Before Wilhoit could share his epiphany with the world, he first needed to escape death. Enter public defender Mark Barrett. Wilhoit originally was convicted solely on what the prosecution called “undisputable bite-mark evidence.” Barrett sent the bite-mark evidence to 12 forensic odontologists. After anonymously analyzing the evidence, the dozen experts unanimously concluded the bite mark was not made by Wilhoit. He was found innocent in a second trial in 1993.

“I would hate for anybody to have to go through what I went through to become enlightened,” Wilhoit says.

Ellen Eggers, a Sacramento public defender who opposes the death penalty, met Wilhoit when he was speaking at an anti-death penalty rally on the Capitol steps. After his speech, she introduced herself and asked if he would be willing to tell other people his story.

“We became fast friends,” she says. “We spoke at Catholic high schools, church groups and college classes. We’ve just been all over the place.”

Eggers, who as a public defender for 18 years has worked on several death-penalty appeals, says she is still always appalled when she hears the justice system has failed to work properly.

“Greg has seen the death penalty issue from both sides,” she says. “He lost his wife to murder and basically lost his children because he had to give them up when he went to prison. His life was destroyed because of a violent murder in his family’s life. The death penalty doesn’t heal victims, it doesn’t deter crime and it doesn’t make us safer. It’s very counter-productive.”

When Wilhoit is not traveling the globe sharing his story, he spends his time reading or trying to find odd jobs around town.
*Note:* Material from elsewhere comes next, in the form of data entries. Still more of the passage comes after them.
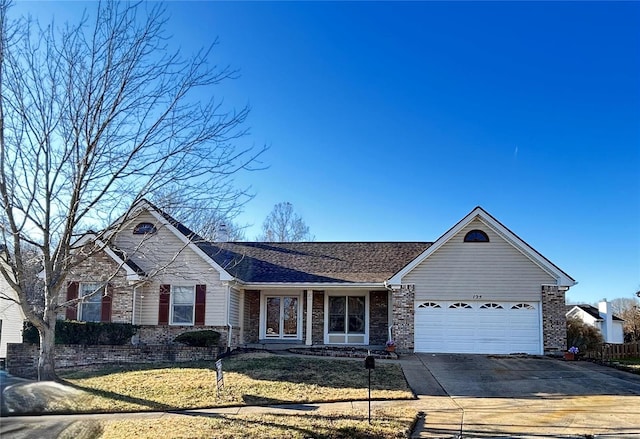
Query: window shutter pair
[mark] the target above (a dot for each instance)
(105, 309)
(165, 301)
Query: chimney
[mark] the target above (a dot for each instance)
(223, 233)
(604, 309)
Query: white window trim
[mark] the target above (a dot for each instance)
(81, 302)
(345, 294)
(263, 313)
(193, 305)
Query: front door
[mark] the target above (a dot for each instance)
(281, 317)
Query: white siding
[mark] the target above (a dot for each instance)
(12, 319)
(464, 270)
(168, 260)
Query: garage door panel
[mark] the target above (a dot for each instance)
(477, 327)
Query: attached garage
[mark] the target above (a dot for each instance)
(478, 327)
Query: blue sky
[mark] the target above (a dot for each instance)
(391, 121)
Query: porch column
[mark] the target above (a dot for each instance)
(309, 339)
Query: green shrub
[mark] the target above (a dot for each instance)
(84, 333)
(584, 337)
(204, 338)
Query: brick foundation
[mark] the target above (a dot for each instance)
(378, 317)
(403, 319)
(554, 322)
(22, 358)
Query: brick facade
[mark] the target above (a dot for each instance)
(22, 358)
(554, 322)
(403, 319)
(378, 317)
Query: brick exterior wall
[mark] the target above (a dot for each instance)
(403, 319)
(317, 330)
(378, 317)
(554, 322)
(22, 358)
(100, 268)
(251, 316)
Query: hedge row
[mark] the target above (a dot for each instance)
(84, 333)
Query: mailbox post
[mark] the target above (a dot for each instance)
(369, 364)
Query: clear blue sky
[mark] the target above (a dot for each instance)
(391, 121)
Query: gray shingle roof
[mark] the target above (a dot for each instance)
(321, 262)
(592, 311)
(306, 262)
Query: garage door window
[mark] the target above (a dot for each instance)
(491, 306)
(460, 305)
(429, 305)
(522, 306)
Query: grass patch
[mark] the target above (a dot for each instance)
(250, 379)
(385, 423)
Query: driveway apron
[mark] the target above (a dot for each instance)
(522, 397)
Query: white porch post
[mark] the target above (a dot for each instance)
(309, 339)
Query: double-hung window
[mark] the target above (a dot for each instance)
(182, 305)
(91, 304)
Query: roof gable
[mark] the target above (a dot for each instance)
(480, 214)
(188, 237)
(132, 270)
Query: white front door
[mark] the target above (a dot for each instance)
(281, 317)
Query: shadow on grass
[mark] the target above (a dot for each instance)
(149, 405)
(299, 370)
(320, 426)
(261, 400)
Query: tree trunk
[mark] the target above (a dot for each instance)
(46, 360)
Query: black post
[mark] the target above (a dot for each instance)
(369, 396)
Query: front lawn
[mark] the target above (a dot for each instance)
(249, 379)
(385, 423)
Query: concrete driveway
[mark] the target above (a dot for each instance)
(471, 396)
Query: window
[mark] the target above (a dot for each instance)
(144, 229)
(182, 305)
(476, 236)
(460, 305)
(429, 305)
(347, 314)
(491, 306)
(91, 304)
(522, 306)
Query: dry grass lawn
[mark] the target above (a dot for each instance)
(249, 379)
(384, 424)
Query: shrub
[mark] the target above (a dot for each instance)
(84, 333)
(204, 338)
(584, 337)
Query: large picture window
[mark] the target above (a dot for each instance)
(182, 305)
(91, 304)
(347, 314)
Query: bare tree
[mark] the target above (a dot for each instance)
(95, 116)
(628, 309)
(284, 225)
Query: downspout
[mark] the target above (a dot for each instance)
(229, 317)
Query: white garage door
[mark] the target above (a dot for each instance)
(477, 327)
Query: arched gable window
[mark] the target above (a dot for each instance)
(144, 229)
(476, 236)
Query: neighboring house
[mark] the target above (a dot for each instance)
(610, 325)
(478, 288)
(11, 317)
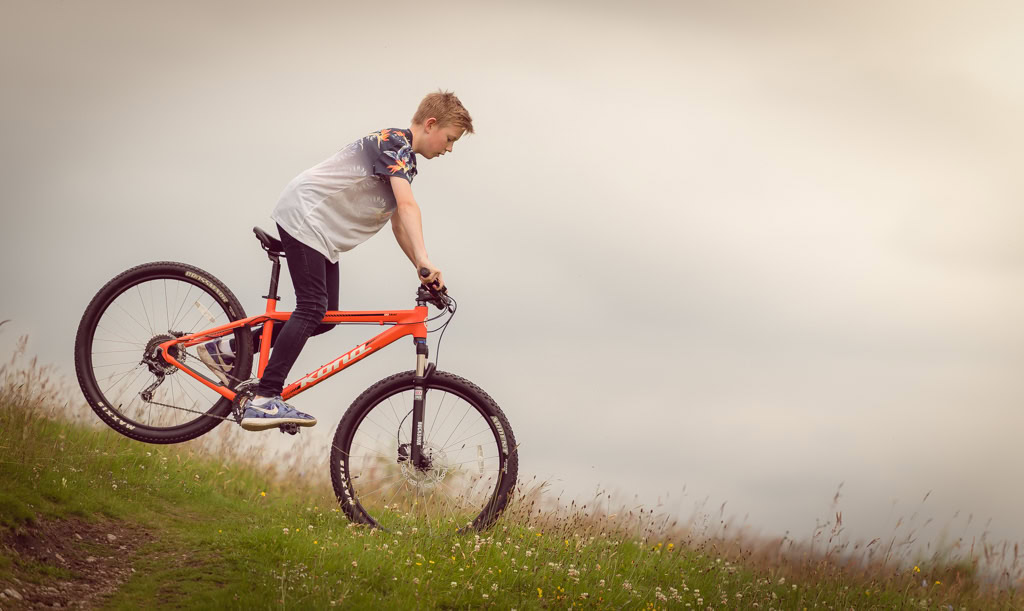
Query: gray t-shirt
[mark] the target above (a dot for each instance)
(343, 201)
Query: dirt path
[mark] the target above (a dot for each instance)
(68, 564)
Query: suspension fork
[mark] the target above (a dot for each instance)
(423, 373)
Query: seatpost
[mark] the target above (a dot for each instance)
(274, 273)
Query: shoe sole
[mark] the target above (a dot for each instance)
(204, 355)
(262, 424)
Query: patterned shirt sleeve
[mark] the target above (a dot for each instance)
(394, 157)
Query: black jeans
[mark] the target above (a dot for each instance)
(315, 282)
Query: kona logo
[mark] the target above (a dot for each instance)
(212, 287)
(333, 366)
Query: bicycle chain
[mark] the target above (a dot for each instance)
(241, 390)
(193, 410)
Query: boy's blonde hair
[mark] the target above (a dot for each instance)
(446, 108)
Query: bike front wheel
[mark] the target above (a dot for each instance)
(468, 443)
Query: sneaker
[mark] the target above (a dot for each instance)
(272, 412)
(217, 360)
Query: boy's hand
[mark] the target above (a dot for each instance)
(433, 276)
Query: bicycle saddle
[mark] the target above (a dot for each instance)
(270, 244)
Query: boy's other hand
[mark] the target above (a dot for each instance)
(433, 276)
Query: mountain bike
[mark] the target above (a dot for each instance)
(422, 447)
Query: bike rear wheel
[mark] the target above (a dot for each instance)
(467, 440)
(118, 337)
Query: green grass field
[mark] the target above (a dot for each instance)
(89, 516)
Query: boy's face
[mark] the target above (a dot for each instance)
(439, 139)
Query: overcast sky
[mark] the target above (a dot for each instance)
(754, 249)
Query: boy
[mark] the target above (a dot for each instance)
(330, 209)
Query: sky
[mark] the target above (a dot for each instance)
(705, 253)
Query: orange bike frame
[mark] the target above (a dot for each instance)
(403, 322)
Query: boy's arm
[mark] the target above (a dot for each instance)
(408, 226)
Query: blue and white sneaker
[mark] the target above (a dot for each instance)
(260, 415)
(217, 359)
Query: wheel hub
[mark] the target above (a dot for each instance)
(429, 476)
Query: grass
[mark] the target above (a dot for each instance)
(211, 528)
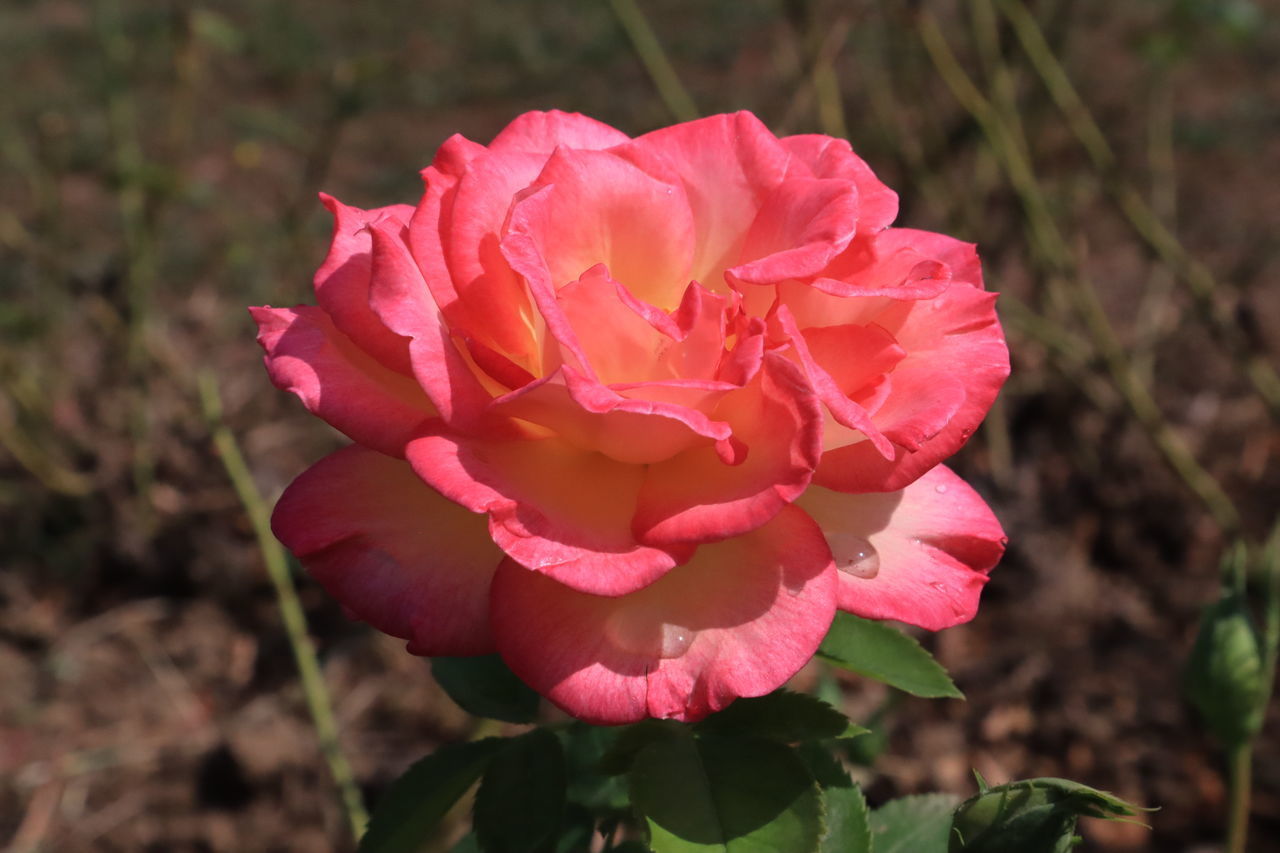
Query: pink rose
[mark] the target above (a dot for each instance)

Even though he is on state disability for post traumatic stress disorder, the benefits are not always enough.

“I don’t mind cleaning out gutters,” he says.

Small victories fill Wilhoit with hope, such as New Jersey’s recent abolition of the death penalty.

“We in the abolition community were very thrilled, even if their motives were simply to save millions of dollars,” Wilhoit says.

A Christian, Wilhoit says he has a litany of reasons why he is against capital punishment, but his main objection is quite simple.

“I believe that we as a people simply lack the authority to decide who lives and dies.”